He grilled me on everything, the cutting, raking, baling, and stacking of the hay, even though we had done it together for the past eight summers when we first moved to the farm.

"The baler sheer any pins?" he asked.

"A couple. Nothing big," I continued to lie. In actuality, I had lost count of the number of pins sheered. I also neglected to tell him that I had stopped at the New Holland dealership in town to pick up a new box of sheer pins before I came to the hospital.

I did not possess his patience either to periodically stop everything each couple of rounds to carefully inspect the bails and swaths to see if they were too green and to adjust the bailer accordingly so it would not clog from green or large swaths and, thus, sheer pins.

"Remember to grease everything?" he asked, raising a questioning eyebrow.

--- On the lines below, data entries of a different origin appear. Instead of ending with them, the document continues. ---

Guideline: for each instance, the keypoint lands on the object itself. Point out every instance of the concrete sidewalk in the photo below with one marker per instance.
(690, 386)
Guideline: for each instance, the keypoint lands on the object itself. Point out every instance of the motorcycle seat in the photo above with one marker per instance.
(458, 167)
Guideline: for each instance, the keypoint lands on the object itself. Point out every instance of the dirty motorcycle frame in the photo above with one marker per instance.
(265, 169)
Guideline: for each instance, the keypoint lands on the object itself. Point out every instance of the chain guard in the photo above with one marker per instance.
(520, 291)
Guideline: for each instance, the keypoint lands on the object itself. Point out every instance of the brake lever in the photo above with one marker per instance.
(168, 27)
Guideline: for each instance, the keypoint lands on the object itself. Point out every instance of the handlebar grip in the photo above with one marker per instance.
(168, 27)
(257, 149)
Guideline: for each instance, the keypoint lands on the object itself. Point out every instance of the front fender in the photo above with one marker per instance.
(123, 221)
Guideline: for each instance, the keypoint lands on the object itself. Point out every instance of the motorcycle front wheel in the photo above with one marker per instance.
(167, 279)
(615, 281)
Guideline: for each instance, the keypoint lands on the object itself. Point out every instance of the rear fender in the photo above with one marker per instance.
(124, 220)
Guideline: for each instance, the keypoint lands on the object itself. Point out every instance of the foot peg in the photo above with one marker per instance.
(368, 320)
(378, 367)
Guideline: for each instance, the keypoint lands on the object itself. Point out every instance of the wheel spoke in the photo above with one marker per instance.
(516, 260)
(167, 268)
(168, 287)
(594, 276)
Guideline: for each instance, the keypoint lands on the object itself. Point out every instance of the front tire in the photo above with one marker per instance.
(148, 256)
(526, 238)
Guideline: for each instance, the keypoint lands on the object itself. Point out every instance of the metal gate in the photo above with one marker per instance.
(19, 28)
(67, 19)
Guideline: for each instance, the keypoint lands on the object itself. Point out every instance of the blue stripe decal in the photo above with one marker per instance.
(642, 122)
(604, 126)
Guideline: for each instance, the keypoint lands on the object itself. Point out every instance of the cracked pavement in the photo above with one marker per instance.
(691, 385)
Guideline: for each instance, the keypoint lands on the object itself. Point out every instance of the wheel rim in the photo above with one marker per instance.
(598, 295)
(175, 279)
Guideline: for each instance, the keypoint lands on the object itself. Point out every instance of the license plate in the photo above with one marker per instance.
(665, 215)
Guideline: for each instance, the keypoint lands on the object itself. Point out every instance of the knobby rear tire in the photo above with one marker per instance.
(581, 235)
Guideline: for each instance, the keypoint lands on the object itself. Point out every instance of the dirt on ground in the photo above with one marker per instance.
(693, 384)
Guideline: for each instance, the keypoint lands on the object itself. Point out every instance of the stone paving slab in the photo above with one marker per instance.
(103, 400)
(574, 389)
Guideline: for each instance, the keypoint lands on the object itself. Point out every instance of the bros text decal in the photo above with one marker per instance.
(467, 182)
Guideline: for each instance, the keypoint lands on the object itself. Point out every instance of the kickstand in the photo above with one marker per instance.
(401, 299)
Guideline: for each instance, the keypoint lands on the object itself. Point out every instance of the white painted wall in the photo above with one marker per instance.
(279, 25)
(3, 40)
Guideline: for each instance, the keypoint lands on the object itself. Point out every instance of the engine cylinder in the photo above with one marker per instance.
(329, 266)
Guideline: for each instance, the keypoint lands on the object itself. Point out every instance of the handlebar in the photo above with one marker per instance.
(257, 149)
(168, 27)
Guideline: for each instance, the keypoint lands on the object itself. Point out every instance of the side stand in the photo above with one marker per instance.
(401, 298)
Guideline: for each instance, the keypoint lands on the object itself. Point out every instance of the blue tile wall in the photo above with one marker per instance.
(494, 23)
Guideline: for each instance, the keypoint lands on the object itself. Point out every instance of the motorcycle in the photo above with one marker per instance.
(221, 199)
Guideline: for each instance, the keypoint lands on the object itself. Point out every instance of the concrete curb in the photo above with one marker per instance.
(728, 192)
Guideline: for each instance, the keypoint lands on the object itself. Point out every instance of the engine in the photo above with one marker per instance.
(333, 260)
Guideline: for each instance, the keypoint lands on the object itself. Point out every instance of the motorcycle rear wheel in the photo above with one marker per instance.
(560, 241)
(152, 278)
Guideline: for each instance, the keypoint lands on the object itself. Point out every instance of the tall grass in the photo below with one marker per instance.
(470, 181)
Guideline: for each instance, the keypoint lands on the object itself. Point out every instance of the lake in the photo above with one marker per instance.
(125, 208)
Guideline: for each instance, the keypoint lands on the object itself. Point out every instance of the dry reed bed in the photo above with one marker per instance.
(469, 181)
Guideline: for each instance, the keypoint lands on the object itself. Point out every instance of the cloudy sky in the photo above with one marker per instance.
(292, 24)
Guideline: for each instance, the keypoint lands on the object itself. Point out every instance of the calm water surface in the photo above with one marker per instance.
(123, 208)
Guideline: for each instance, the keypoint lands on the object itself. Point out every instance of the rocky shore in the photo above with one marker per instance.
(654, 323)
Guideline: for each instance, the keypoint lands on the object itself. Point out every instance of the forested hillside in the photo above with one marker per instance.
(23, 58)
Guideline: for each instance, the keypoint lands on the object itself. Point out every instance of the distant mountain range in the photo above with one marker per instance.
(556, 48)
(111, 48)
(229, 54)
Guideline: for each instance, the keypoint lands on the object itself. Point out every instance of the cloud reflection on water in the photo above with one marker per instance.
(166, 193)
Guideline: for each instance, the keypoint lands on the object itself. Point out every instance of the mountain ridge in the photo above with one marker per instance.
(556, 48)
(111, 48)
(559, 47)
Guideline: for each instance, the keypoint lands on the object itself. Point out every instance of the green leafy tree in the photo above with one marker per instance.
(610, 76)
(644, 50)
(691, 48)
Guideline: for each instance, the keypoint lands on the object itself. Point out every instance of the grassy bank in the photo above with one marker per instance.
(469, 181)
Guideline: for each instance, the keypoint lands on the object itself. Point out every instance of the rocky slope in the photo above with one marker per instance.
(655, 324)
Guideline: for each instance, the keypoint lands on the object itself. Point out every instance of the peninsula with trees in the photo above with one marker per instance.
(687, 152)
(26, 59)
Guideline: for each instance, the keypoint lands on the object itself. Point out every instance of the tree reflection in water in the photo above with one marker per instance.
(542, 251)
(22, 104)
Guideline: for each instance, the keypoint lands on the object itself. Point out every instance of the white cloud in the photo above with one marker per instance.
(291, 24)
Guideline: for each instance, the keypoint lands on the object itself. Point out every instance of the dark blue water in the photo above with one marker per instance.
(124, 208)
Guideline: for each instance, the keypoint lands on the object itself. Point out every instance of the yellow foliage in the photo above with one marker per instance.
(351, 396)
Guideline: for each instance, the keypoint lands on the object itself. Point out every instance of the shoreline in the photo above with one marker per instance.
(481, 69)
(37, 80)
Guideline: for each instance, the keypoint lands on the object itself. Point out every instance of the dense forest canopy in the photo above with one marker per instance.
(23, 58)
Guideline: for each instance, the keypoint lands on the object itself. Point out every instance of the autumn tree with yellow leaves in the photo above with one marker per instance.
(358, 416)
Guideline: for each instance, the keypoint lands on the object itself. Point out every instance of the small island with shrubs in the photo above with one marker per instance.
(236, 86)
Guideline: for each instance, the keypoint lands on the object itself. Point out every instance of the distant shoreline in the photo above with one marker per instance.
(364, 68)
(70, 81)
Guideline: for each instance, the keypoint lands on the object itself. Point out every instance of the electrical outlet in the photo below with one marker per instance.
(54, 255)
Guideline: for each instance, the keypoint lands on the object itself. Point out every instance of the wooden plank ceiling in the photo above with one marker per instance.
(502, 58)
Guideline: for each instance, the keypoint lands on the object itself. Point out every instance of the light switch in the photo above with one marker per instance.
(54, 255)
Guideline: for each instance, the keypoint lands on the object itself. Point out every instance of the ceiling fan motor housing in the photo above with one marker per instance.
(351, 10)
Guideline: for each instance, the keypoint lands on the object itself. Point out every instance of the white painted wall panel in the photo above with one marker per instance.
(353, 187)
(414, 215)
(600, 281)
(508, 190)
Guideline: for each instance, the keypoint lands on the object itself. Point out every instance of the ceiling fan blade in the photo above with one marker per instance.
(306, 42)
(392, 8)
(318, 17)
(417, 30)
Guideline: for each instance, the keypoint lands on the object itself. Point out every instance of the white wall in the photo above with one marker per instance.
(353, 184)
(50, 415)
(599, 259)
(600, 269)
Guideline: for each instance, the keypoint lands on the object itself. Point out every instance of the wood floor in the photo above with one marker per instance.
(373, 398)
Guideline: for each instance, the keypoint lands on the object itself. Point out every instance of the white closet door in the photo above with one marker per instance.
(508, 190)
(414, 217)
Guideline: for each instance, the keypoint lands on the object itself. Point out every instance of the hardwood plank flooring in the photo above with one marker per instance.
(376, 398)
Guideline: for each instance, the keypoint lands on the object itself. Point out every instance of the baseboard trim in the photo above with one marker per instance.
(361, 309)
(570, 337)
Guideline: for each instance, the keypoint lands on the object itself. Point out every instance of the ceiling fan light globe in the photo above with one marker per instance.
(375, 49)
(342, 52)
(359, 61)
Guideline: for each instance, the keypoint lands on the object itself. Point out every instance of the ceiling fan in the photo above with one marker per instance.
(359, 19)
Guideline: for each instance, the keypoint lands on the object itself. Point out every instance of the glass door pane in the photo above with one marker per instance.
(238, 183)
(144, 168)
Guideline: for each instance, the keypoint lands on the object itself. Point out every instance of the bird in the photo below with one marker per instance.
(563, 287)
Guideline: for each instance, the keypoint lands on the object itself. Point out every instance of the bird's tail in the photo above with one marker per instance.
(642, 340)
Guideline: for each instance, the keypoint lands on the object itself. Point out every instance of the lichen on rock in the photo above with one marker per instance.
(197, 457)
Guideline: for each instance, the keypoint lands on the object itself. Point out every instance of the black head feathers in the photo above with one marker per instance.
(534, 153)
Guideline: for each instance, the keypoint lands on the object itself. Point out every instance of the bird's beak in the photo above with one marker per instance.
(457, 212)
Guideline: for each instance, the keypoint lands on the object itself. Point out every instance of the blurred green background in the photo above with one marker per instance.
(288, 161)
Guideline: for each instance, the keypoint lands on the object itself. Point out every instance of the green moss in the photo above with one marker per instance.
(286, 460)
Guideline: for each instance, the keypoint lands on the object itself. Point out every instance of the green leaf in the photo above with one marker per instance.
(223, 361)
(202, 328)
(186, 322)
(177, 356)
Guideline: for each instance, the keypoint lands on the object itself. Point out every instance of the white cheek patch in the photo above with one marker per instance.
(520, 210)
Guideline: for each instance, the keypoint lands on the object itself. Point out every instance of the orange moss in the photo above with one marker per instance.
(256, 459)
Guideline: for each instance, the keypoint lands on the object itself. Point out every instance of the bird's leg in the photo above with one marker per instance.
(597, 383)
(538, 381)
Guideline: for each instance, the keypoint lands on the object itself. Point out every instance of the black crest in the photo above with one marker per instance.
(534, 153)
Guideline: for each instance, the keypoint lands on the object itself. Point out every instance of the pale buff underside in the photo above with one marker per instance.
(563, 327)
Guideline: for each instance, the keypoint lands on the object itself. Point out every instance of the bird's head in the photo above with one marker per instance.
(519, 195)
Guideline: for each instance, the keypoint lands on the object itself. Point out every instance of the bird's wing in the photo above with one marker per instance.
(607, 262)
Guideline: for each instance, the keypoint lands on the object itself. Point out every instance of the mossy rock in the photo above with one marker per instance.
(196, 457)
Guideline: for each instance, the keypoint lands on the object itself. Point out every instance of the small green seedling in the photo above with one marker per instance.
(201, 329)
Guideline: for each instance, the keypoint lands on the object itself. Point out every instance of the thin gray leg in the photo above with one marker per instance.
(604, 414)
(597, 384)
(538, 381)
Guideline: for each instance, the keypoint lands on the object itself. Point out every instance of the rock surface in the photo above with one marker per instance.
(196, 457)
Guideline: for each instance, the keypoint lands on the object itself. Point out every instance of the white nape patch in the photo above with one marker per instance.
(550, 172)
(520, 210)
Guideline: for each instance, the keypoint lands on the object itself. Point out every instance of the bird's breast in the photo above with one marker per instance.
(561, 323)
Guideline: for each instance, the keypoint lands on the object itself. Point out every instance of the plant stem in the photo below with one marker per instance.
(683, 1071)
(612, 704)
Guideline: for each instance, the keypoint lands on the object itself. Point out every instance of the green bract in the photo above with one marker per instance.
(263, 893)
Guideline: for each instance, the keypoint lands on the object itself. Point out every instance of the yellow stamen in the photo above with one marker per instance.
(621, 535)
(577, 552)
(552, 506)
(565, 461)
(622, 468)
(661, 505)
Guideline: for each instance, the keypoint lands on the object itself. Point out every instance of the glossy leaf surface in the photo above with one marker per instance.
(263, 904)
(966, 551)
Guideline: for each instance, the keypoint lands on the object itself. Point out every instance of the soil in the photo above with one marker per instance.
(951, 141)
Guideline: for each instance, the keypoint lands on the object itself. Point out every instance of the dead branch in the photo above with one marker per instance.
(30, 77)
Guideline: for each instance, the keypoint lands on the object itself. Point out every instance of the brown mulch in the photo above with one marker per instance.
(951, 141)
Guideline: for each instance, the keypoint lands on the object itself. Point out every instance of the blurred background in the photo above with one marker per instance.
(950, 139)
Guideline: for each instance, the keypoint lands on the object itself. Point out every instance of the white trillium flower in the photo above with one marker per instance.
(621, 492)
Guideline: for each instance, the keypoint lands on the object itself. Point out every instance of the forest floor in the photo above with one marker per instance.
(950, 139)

"Of course. Even the mower," I lied more. I again neglected to reveal that I had also purchased a new grease gun at the same New Holland dealership. I had become so enraged at the bailer sheering pins every other round, I had finally grabbed the grease gun from the tractor and lashed the damned bailer with it and, in the process, broke the grease gun.

I likewise did not possess his patience to routinely grease the mower, rake, and bailer before each use. He especially would grease the mower every other round. I had greased it before and after I mowed an entire field. Maybe.

Our conversation was the usual. It was almost as if the heart attack and surgery had never occurred, until he swung his legs out from beneath the blanket. Initially I was shocked to see him without his tattered and patched Levis, or even his old brown dress paints pulled out of storage for class reunions, church, and the rare evening out with mom.

Along the inside of his left thigh ran an ugly, crimson line, which contrasted with his ghostly pale legs. I shivered. The scar was the remnant of when the doctors had removed a vein from his leg in order to reconstruct his arteries.

I could also see down the front of his gown some too. I again shivered as I glimpsed the massive scar on his shaved chest.

White tape ran across it like frail wooden bridges across some deep gorge. The doctors had to split his breastplate to operate and staple it back together after.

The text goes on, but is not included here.